El Dios Marcial y Sikong Wuji, entre otros, retrocedieron rápidamente, pero aun así, sintieron el pecho oprimido y el corazón conmocionado por aquella fuerza aterradora. De hecho, si no hubiera sido por el poder de la estasis espacial, era dudoso que hubieran podido resistir tanto tiempo contra Yuxiaozi.

El cielo se llenó de energía y Fuerza de Qi, que caía como una lluvia torrencial antes de disiparse finalmente tras un largo rato. Ye Xuan alzó la vista solo para ver dos figuras enfrentadas en el cielo lejano, sus feroces auras como dos lanzas divinas, casi atravesando el cielo y la tierra…

Un choque así dificultaba claramente determinar un ganador.

Los combatientes estaban muy igualados en cultivación y, sin recurrir a técnicas definitivas, parecía poco probable que alguno de los dos obtuviera la ventaja.

El rostro de Yuxiaozi se ensombreció ligeramente, pero al poco tiempo, respiró hondo para reprimir la ira de su corazón.

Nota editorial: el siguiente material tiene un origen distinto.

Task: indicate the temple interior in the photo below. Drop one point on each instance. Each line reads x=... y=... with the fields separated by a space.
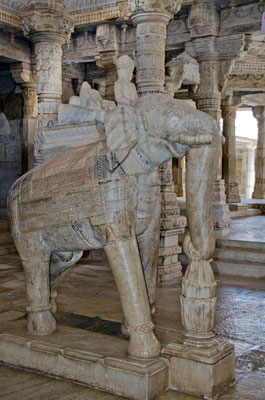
x=69 y=71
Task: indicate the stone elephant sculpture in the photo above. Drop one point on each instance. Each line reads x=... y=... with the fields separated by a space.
x=107 y=195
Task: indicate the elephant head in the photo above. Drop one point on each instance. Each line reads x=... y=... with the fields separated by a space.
x=164 y=128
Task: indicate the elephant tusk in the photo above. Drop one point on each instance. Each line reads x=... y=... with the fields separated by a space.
x=187 y=138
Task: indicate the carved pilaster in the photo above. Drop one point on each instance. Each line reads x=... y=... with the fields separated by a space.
x=150 y=46
x=48 y=27
x=23 y=75
x=150 y=78
x=229 y=153
x=172 y=224
x=259 y=188
x=108 y=49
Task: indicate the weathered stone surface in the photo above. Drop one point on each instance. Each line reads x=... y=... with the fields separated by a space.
x=93 y=357
x=90 y=198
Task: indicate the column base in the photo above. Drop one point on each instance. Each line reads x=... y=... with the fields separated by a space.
x=258 y=195
x=221 y=213
x=232 y=193
x=202 y=371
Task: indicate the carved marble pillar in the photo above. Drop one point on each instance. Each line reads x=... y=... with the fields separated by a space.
x=29 y=93
x=259 y=188
x=208 y=99
x=23 y=75
x=229 y=154
x=107 y=63
x=150 y=47
x=150 y=78
x=48 y=51
x=108 y=49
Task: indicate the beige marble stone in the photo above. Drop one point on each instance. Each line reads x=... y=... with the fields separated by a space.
x=122 y=214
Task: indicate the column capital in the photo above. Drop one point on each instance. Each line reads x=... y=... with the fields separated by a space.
x=47 y=25
x=160 y=16
x=22 y=73
x=170 y=6
x=259 y=113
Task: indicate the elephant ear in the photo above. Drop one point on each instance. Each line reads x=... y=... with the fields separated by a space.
x=122 y=130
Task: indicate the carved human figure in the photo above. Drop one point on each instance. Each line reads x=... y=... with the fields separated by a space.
x=91 y=99
x=124 y=89
x=107 y=195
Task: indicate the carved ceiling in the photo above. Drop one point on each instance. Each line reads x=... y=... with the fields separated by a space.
x=79 y=6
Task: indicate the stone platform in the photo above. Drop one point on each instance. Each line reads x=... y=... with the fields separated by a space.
x=86 y=357
x=88 y=303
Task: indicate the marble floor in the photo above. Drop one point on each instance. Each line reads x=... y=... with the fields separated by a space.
x=250 y=229
x=87 y=298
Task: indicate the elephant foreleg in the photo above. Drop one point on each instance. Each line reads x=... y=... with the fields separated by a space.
x=198 y=286
x=124 y=258
x=149 y=246
x=40 y=318
x=60 y=264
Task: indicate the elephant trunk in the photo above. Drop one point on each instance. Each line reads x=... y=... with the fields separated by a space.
x=202 y=163
x=198 y=286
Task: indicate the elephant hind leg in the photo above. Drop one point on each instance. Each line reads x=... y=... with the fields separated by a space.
x=123 y=256
x=40 y=318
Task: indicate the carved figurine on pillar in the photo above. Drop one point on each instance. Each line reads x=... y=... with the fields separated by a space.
x=48 y=26
x=124 y=89
x=150 y=78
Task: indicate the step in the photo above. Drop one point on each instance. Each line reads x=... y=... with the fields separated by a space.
x=5 y=237
x=250 y=212
x=237 y=207
x=7 y=248
x=241 y=244
x=239 y=254
x=239 y=268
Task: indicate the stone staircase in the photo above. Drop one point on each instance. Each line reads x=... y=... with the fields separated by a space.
x=239 y=210
x=239 y=258
x=6 y=243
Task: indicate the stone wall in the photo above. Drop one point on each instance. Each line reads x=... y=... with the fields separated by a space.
x=10 y=136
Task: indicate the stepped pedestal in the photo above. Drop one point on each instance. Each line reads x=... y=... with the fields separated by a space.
x=90 y=358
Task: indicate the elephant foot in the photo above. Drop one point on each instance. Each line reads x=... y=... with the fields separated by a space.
x=41 y=322
x=144 y=345
x=53 y=302
x=124 y=329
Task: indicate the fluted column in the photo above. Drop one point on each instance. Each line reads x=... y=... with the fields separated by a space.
x=48 y=27
x=22 y=73
x=259 y=188
x=150 y=47
x=229 y=154
x=150 y=79
x=208 y=99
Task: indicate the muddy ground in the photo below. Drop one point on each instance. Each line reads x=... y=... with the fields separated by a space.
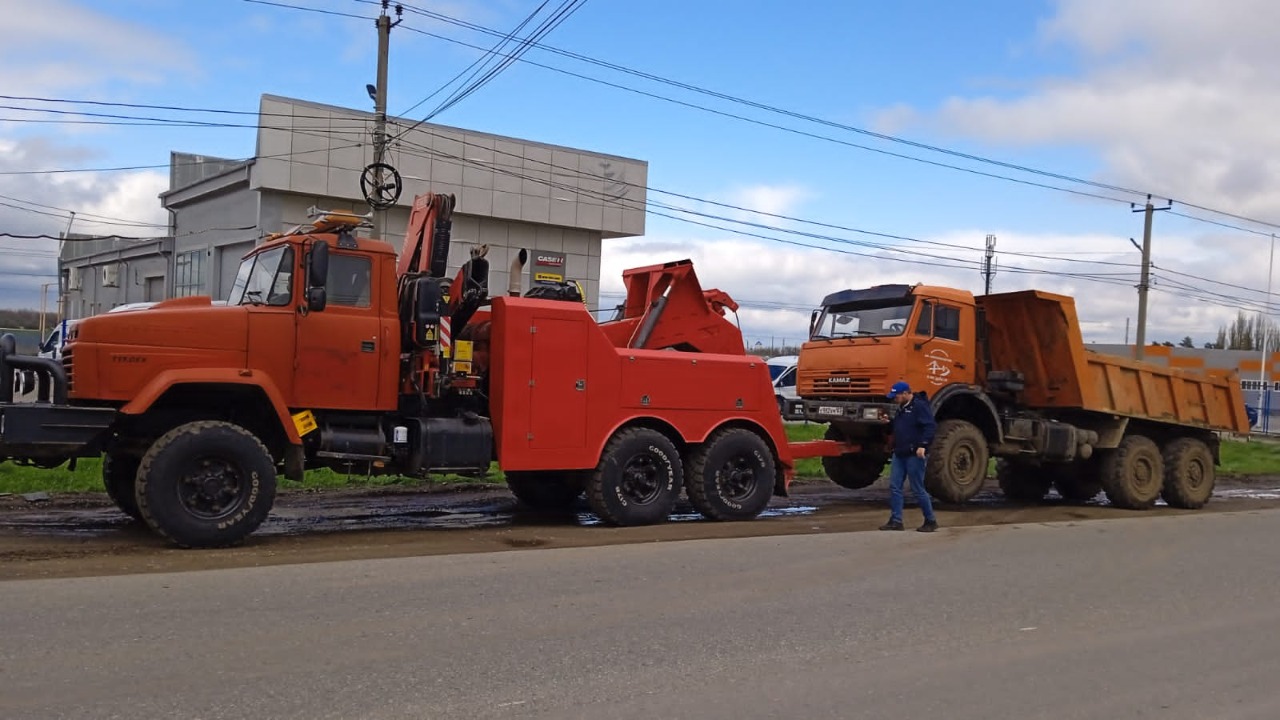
x=83 y=534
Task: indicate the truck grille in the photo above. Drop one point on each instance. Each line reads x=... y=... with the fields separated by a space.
x=841 y=384
x=69 y=368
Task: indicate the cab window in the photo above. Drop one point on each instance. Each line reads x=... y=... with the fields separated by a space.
x=348 y=281
x=264 y=278
x=924 y=326
x=947 y=320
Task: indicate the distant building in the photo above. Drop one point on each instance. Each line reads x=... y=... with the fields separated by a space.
x=511 y=194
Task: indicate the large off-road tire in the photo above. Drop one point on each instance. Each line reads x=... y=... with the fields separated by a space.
x=956 y=466
x=1022 y=482
x=731 y=475
x=206 y=484
x=1079 y=481
x=855 y=470
x=1189 y=474
x=119 y=475
x=1133 y=473
x=638 y=479
x=553 y=491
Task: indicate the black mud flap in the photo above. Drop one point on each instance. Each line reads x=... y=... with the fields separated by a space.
x=41 y=431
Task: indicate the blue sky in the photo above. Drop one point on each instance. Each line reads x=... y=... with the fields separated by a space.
x=1171 y=101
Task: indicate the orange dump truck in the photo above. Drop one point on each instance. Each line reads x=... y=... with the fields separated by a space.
x=1009 y=377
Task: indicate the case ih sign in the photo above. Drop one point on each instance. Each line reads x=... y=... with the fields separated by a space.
x=547 y=267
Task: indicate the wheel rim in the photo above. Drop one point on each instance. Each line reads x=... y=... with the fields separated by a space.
x=1144 y=477
x=736 y=478
x=644 y=478
x=1196 y=474
x=211 y=488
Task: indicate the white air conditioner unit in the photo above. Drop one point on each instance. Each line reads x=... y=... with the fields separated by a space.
x=112 y=274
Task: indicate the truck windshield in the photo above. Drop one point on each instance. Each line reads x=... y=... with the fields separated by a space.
x=264 y=278
x=854 y=320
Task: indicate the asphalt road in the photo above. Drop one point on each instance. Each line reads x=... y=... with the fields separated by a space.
x=1169 y=618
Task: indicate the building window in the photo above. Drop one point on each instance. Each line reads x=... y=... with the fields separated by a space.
x=188 y=273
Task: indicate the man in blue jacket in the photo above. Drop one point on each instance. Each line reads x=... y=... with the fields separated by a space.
x=913 y=432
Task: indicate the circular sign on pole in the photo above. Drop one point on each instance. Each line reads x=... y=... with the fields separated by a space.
x=380 y=183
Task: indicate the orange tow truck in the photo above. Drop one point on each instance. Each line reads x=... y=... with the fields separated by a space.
x=336 y=351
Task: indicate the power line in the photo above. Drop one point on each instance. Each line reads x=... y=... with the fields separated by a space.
x=566 y=9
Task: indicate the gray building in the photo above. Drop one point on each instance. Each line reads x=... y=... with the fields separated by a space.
x=511 y=194
x=106 y=272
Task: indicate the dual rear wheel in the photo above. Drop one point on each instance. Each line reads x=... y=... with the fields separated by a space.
x=641 y=474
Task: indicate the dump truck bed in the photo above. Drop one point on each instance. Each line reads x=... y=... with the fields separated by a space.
x=1038 y=335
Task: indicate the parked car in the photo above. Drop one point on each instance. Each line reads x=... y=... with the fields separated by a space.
x=782 y=369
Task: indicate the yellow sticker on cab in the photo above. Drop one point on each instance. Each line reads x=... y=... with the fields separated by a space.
x=462 y=350
x=305 y=422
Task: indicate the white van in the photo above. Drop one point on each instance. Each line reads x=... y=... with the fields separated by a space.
x=782 y=369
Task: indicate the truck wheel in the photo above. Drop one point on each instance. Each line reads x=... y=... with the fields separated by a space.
x=544 y=490
x=1078 y=482
x=1133 y=473
x=119 y=475
x=1022 y=482
x=1188 y=473
x=956 y=466
x=731 y=475
x=855 y=470
x=638 y=479
x=206 y=484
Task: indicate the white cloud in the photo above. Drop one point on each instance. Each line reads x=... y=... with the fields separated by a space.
x=1176 y=99
x=62 y=45
x=67 y=49
x=772 y=199
x=778 y=285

Era obvio que no sabía qué más hacerle a Ye Xuan…

—Parece que tú, como Líder de la Secta, tienes bastantes ases bajo la manga… —dijo el Anciano Xue con una sonrisa a Yuxiaozi.

A Yuxiaozi le temblaron los ojos. —Este asunto no terminará aquí para mi Secta del Emperador Xi —dijo con voz grave.

—Hum… no importa lo que pienses hacer, nosotros, la Tierra Santa Marcial Celestial, lo llevaremos hasta el final.

El Anciano Xue se encogió de hombros y pareció sonreír brevemente antes de que su mirada se volviera lentamente gélida. —Sin embargo, debo advertirte: consideremos el incidente de hoy zanjado y el rencor saldado. ¡Si aun así deseas tomar alguna medida contra Ye Xuan, la Secta del Emperador Xi será llevada a la ruina!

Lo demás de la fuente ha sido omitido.